More than 20 displaced Abbotsford condo residents sue ex-neighbours for ‘catastrophic’ fire

Two years after a catastrophic condominium fire forced more than 160 people from their homes in Abbotsford, B.C., more than 20 displaced residents are suing three former neighbours, claiming prohibited barbecues and smoking in their units sparked the flames.

A case that has been working its way through the British Columbia courts for more than a year suddenly gained steam last week, with the bulk filing of more than a dozen new lawsuits from 19 former renters — seven of whom have yet to be named — and one former owner at the scorched building.

The massive fire at 30515 Cardinal Ave. broke out early in the morning on May 3, destroying the four-storey condo building and forcing all residents and neighbouring businesses to evacuate. Strata insurance paid for it to be rebuilt, and it was habitable again in August 2023, according to a statement from the original builder.

The residents are all separately suing unit 406 owner Pamela Ramrup, unit 306 owner Harjinder Singh Dhaliwal and his yet-to-be-named tenant, who they claim failed to follow or enforce the strata bylaws or ensure other residents would be “reasonably safe” in the building.

“The negligence of [Ramrup, Dhaliwal and the tenant] caused or contributed to the ignition, nature, intensity and extent of the fire, causing loss, damage and injury,” according to the claims.

Prohibited propane tanks or barbecues on the balconies of two units where the defendants allegedly smoked regularly started or accelerated, according to the nearly identical claims.

After igniting early in the morning, the fire “then spread to the majority of the building, resulting in a catastrophic loss and the eviction of all residents,” read the claims, all filed in B.C. Supreme Court on April 30 and May 1.

The legal deluge comes two weeks after a B.C. judge allowed a couple who owned one of the units to amend a lawsuit filed against Dhaliwal and his tenant in October 2022 to also name Ramrup as a defendant. That case, brought by Albert Forson and Hannah Amissah, has not yet been decided.

Fire crews on a lift into a burned apartment building.
Abbotsford fire crews stand on the balconies of an Abbotsford apartment building as they try to contain the three-alarm fire. (Ben Nelms/CBC)

However all the claims say Ramrup, Dhaliwal and the tenant are not the only ones to blame for the fire’s destruction.

The lawsuits allege the fire department was negligent and did not respond fast enough or with adequate resources to extinguish the fire before it made the building unsalvageable. Both the City of Abbotsford and Abbotsford Fire Rescue Service are named as defendants.

It took 51 firefighters, including crews from Langley and Mission, more than four hours to put out the fire and free pets still trapped inside, then Abbotsford Fire Chief Darren Lee told CBC News that day.

The building’s property management company, Quay Pacific, and its contractor, Elite Fire Protection, also failed to inspect the alleged fire hazards or to ensure the fire safety systems were working properly before the fire, according to the claims.

Additionally, the claims accuse the builder, Quantum Properties, contractor Stantec Consulting, and several other mostly unnamed employees and consultants of failing to ensure the building had adequate fire-warning and suppression systems.

The city, fire department, builder, property management, fire safety and construction companies and consultants have all denied any wrongdoing in relation to the October 2022 claim, according to responses filed in court. 

Fire fighters on a ladder.
Abbotsford fire crews work to contain the fire at the Cardinal Avenue apartment complex on May 3, 2022. (Ben Nelms/CBC)

No comment on new cases

CBC News contacted Ramrup for comment, and received a response from her lawyers stating “our client does not have any comment at this time.” She has not yet filed a response to any of the claims in court.

According to court documents, the plaintiffs in the 2022 claim have been unable to locate or reach Dhaliwal to serve the lawsuit for over a year.

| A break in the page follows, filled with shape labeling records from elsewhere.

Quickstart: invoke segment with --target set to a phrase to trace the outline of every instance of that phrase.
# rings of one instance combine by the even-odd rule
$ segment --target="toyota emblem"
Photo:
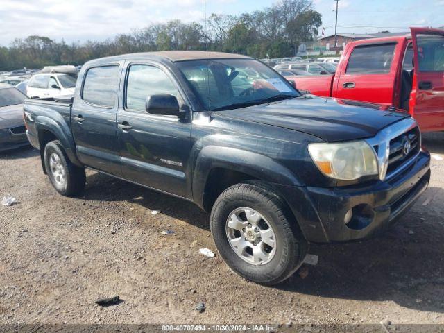
[[[402,147],[402,153],[404,153],[404,155],[407,156],[410,153],[411,150],[411,144],[410,143],[410,140],[409,138],[406,137],[405,141],[404,142],[404,146]]]

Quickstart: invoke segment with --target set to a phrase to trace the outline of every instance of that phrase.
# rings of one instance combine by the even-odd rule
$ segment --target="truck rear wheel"
[[[59,141],[51,141],[45,146],[44,160],[49,180],[58,193],[71,196],[83,190],[85,168],[74,165],[68,159]]]
[[[262,284],[275,284],[290,277],[308,250],[287,205],[262,182],[225,190],[212,210],[211,232],[227,264]]]

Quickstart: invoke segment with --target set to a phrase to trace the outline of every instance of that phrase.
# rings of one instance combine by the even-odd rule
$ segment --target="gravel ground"
[[[92,171],[83,196],[65,198],[37,151],[0,155],[0,197],[17,199],[0,206],[0,323],[444,323],[444,133],[424,142],[432,182],[397,225],[312,246],[318,265],[275,287],[198,253],[216,249],[192,203]]]

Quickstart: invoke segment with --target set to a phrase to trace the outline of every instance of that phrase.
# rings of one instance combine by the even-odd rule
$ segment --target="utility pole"
[[[339,0],[334,0],[336,1],[336,23],[334,24],[334,47],[338,46],[338,3]],[[336,51],[336,49],[335,49]]]

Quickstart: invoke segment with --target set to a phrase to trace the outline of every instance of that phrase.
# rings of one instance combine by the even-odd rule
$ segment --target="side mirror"
[[[151,114],[178,116],[180,113],[178,99],[169,94],[148,96],[145,102],[145,108]]]

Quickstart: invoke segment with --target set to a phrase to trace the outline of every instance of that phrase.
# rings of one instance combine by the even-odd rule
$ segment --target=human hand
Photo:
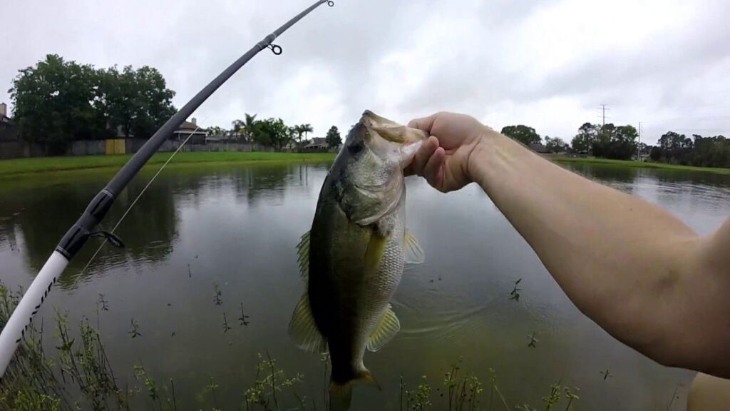
[[[458,190],[474,181],[469,172],[471,156],[486,135],[494,132],[474,117],[443,112],[412,120],[408,127],[422,129],[430,137],[406,167],[406,176],[423,176],[442,192]]]

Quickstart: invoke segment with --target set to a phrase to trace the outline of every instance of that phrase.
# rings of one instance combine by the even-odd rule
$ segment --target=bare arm
[[[700,237],[470,117],[441,113],[411,125],[437,137],[412,171],[442,191],[479,184],[601,327],[664,365],[730,377],[730,220]]]

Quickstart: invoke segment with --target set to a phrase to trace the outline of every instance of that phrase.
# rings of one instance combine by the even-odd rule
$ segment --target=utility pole
[[[641,161],[641,121],[639,121],[639,144],[637,145],[637,159]]]
[[[611,110],[611,109],[610,108],[606,108],[606,105],[602,104],[602,105],[601,105],[601,107],[599,108],[599,110],[600,110],[602,111],[602,115],[600,116],[600,117],[602,117],[603,118],[603,123],[602,123],[602,126],[605,126],[606,125],[606,110]]]

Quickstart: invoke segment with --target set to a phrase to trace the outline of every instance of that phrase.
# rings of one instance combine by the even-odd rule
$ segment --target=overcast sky
[[[180,107],[312,0],[1,0],[0,102],[47,53],[158,68]],[[585,121],[730,136],[727,0],[337,0],[262,52],[196,113],[347,130],[365,109],[446,110],[569,140]]]

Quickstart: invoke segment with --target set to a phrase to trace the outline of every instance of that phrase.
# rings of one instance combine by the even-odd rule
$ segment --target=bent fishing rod
[[[69,229],[61,242],[56,246],[55,250],[34,279],[31,286],[23,295],[20,303],[12,312],[10,318],[0,332],[0,382],[5,374],[8,364],[12,359],[13,354],[18,344],[23,341],[26,331],[31,325],[33,317],[38,312],[41,305],[50,292],[51,287],[55,284],[58,276],[69,262],[81,249],[90,237],[101,237],[116,246],[123,246],[121,241],[112,233],[95,231],[95,227],[104,219],[104,216],[114,203],[119,193],[127,186],[134,176],[147,163],[150,157],[160,148],[163,143],[172,135],[188,117],[203,104],[203,102],[222,86],[236,72],[253,59],[258,52],[265,48],[271,49],[272,52],[278,56],[282,53],[282,48],[274,44],[275,40],[284,31],[296,24],[300,20],[310,14],[315,9],[326,3],[328,6],[334,6],[331,0],[319,0],[307,7],[304,11],[296,15],[293,18],[284,23],[271,34],[256,44],[250,50],[236,60],[233,64],[213,79],[207,86],[195,95],[188,104],[182,106],[174,113],[139,150],[129,159],[124,167],[112,178],[107,186],[93,197],[79,219]],[[113,230],[112,230],[113,231]]]

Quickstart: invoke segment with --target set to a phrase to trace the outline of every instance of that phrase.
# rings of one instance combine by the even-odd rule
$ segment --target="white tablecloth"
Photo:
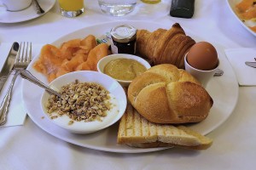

Efforts by CBC News to contact him were unsuccessful.

When reached by CBC News on Monday, Stantec and the city, which also spoke on behalf of the fire department, declined to comment on the new lawsuits.

Quantum Properties, via its lawyer Andrew Delmonico, said on Tuesday it had “not been served with notice of any recent claims, but as with any previous claims, we deny any responsibility for a fire alleged to have been caused by an unrelated party many years after this building was completed.”

Lawyers for Quay Pacific and Elite Fire Protection did not respond to CBC News before publication. 

All 22 plaintiffs are represented by the same Vancouver-based firm, Bronson Jones Gray & Company.

CBC News reached out to the plaintiffs via their lawyers, but none were available for interview before publication.

Ian Ashley, representing some of the plaintiffs, called his clients’ matter “devastating” in a Monday email to CBC but said he could not speak without authorization from his clients.

The former tenants and owners are seeking compensation for the value of their lost and damaged property, lost rental income, and in several cases, injuries caused by the fire, including mental anguish, according to the claims. Forson and Amissah’s unit, for example, was valued at $380,000 in July 2023, according to B.C. assessment.